Questions on buffers and their lifetime in GPU memory

Started by
10 comments, last by chiffre 6 years, 5 months ago

Heads up: this question is more theoretical than practical. My (minute) knowledge about D3D11 is self taught, so please take any premise I make with additional care. I invite everyone to correct anything I say.  Now to the actual post.

I have a question about the lifetime of a D3D11_USAGE_DEFAULT buffer, used with a D3D11ShaderResourceView as a StructuredBuffer, in GPU memory. At first I need to make sure I am understanding the difference between DEFAULT and DYNAMIC buffers correctly. The way I understand the difference between DEFAULT and DYNAMIC buffers comes from here:

D3D11_USAGE_DEFAULT

D3D11_USAGE_DEFAULT tells the API to store my buffer in memory that is fast to access for the GPU. This does absolutely not guarantee (?) it is located in VRAM, however it is more likely to be located there. I can update the buffer (partially) by using UpdateSubResource. Here is some info from the previously mentioned thread.

On 27.11.2015 at 6:41 PM, Matias Goldberg said:

When you use UpdateSubresource, you rely on DX and the driver to schedule an asynchronous transfer. If the data to upload is too big (or you have already exhausted the internal schedule queue), DX will stall. This is very bad for performance.

 

Because the pointer you provide to UpdateSubresource maybe freed at an undisclosed moment, DX runtime/driver can't assume it won't be freed before the async transfer will happen, and thus needs to copy your data to a temporary internal buffer.

Therefore:

  • Best case scenario: DX memcpy's your data CPU->GPU. At a later moment the DX will perform a GPU->GPU transfer. That's two  memcpys.
  • Common case scenario: DX memcpy's your data CPU->CPU. At a later moment the DX will perform a CPU->GPU and immediately afterwards a GPU->GPU transfer. That's three memcpys.
  • Worst case scenario: DX will stall, and memcpy CPU->GPU then GPU->GPU. That's two memcpys + stall.

D3D11_USAGE_DYNAMIC

D3D11_USAGE_DYNAMIC tells the API to store my buffer in memory that is fast to access for the CPU. This guarantees (?) it will be located on system RAM and not VRAM. Whenever the GPU needs to access the data it will upload the data to VRAM. Assuming the hardware can handle buffers larger than 128mB (see footnote 1 on here) this theoretically means the size of the buffer is limited by the amount of data can be transferred from CPU memory to GPU memory in the desired frametime. An estimate for the upper boundary, ignoring time necessary for actually processing the data, would be the PCIE bandwidth available to the GPU divided by the desired framerate (can we estimate a more precise upper boundary?). I can update the buffer using Map/Unmap with one of the following flags:

  1. D3D11_MAP_WRITE
  2. D3D11_MAP_READ_WRITE
  3. D3D11_MAP_WRITE_DISCARD
  4. D3D11_MAP_WRITE_NO_OVERWRITE
  5. (D3D11_MAP_READ <- this would not be for updating, but simply for reading)

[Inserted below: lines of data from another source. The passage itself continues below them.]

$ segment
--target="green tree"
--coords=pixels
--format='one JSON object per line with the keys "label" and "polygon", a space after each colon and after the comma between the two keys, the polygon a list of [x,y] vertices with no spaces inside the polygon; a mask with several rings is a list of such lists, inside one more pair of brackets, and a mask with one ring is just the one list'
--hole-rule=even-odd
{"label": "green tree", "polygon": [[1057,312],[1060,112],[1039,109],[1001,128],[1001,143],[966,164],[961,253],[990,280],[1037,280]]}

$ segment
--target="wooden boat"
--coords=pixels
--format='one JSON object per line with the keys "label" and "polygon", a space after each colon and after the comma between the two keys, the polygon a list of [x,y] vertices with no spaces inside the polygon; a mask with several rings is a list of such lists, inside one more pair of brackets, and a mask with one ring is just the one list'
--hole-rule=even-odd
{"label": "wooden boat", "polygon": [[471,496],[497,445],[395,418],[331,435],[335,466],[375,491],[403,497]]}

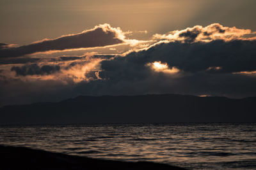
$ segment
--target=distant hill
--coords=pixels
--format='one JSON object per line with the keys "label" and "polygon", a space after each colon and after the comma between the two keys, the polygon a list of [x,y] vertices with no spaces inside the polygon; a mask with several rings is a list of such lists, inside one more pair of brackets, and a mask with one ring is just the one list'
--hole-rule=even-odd
{"label": "distant hill", "polygon": [[256,97],[79,96],[0,108],[0,124],[255,122]]}

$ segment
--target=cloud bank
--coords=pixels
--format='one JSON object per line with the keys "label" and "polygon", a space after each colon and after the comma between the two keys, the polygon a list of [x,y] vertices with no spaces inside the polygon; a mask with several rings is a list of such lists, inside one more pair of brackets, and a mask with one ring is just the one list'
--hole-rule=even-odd
{"label": "cloud bank", "polygon": [[155,35],[154,44],[122,55],[9,59],[2,62],[0,104],[79,95],[256,96],[252,32],[213,24]]}
{"label": "cloud bank", "polygon": [[166,34],[156,34],[156,39],[167,39],[169,41],[182,41],[186,42],[205,41],[222,39],[225,41],[235,39],[252,40],[255,37],[245,38],[246,35],[255,34],[250,29],[237,29],[236,27],[223,27],[218,23],[212,24],[203,27],[196,25],[184,30],[171,31]]}
{"label": "cloud bank", "polygon": [[[81,48],[99,47],[124,42],[125,36],[120,28],[105,24],[79,34],[40,41],[17,47],[0,48],[0,58],[15,57],[36,52],[65,50]],[[0,44],[1,46],[6,46]]]}

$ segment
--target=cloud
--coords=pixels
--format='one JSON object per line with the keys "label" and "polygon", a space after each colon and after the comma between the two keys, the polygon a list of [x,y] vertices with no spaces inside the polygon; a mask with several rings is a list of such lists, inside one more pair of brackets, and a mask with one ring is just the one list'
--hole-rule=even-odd
{"label": "cloud", "polygon": [[218,23],[212,24],[203,27],[196,25],[184,30],[176,30],[167,34],[156,34],[153,36],[155,39],[166,39],[168,41],[182,41],[185,42],[224,40],[225,41],[235,39],[253,40],[255,38],[245,38],[246,35],[253,34],[250,29],[237,29],[236,27],[224,27]]}
{"label": "cloud", "polygon": [[[170,38],[154,40],[140,49],[136,46],[136,50],[122,55],[94,53],[35,61],[39,70],[44,65],[60,66],[50,73],[32,75],[28,70],[33,64],[12,65],[17,70],[26,66],[25,73],[15,76],[17,70],[10,71],[11,67],[0,73],[0,87],[5,89],[0,99],[6,104],[78,95],[255,96],[256,40],[244,38],[249,31],[216,24],[193,28],[179,31],[176,39],[172,32]],[[14,75],[8,78],[8,74]],[[43,85],[45,88],[42,90]]]}
{"label": "cloud", "polygon": [[[0,48],[0,58],[15,57],[36,52],[99,47],[124,42],[125,36],[120,28],[105,24],[79,34],[56,39],[45,39],[28,45]],[[1,46],[3,46],[1,45]]]}
{"label": "cloud", "polygon": [[60,71],[60,66],[44,65],[41,67],[36,64],[30,65],[25,65],[22,67],[13,66],[11,71],[14,71],[17,76],[27,76],[27,75],[44,75],[51,74],[53,73]]}

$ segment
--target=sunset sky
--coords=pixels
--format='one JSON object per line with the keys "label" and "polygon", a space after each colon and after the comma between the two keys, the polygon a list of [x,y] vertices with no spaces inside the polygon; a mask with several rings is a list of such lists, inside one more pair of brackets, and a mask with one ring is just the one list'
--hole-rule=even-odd
{"label": "sunset sky", "polygon": [[1,0],[0,106],[256,96],[255,0]]}

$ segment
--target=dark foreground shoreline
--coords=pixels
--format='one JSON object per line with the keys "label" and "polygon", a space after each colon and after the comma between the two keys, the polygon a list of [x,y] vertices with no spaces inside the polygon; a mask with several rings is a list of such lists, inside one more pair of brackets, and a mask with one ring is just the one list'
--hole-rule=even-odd
{"label": "dark foreground shoreline", "polygon": [[127,162],[0,146],[0,169],[185,169],[150,162]]}

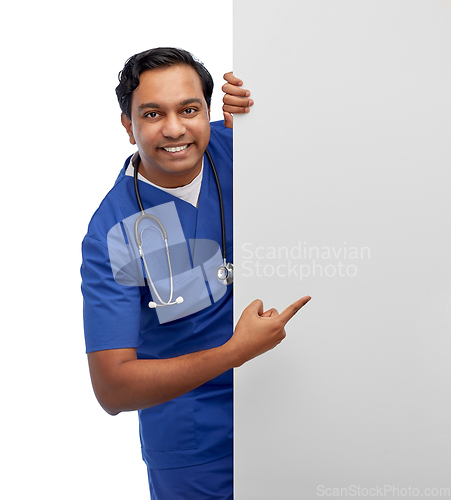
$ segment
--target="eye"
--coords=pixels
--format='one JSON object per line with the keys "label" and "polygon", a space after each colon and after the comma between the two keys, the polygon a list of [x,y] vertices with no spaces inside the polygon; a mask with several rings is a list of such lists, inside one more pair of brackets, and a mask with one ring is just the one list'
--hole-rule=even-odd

Nvidia suggests to use D3D11_MAP_WRITE_DISCARD (for constant buffers).

The reason for this (as I understand from here) is that buffers may still be in use when you are trying to update them, and MAP_WRITE_DISCARD will let you write to a different region of memory so that the GPU can discard the old buffer when it is done with it, and grab the new one when it needs it. All of this is still under my personal, possibly wrong, premise that the USAGE_DYNAMIC buffer is stored in system RAM and grabbed by the GPU over PCIE lanes when it needs it.

If I were to use MAP_WRITE_NO_OVERWRITE, I could write to the buffer that is in use, but I would have to guarantee that my implementation does not overwrite anything the GPU is currently using. I assume something undefined happens otherwise. Here I really would need to understand the intricacies of how DX11 manages CPU/GPU memory. So if you happen to know about these intricacies in relation to the map flags, please share your knowledge. :)

Back to my initial question:

A structured buffer is nothing but an ID3D11Buffer wrapped by an ID3D11ShaderResourceView. As I understand, this means the memory management by D3D11 should be no different. Of course that assumption could be fatally flawed, but that is why I am posting here asking for help.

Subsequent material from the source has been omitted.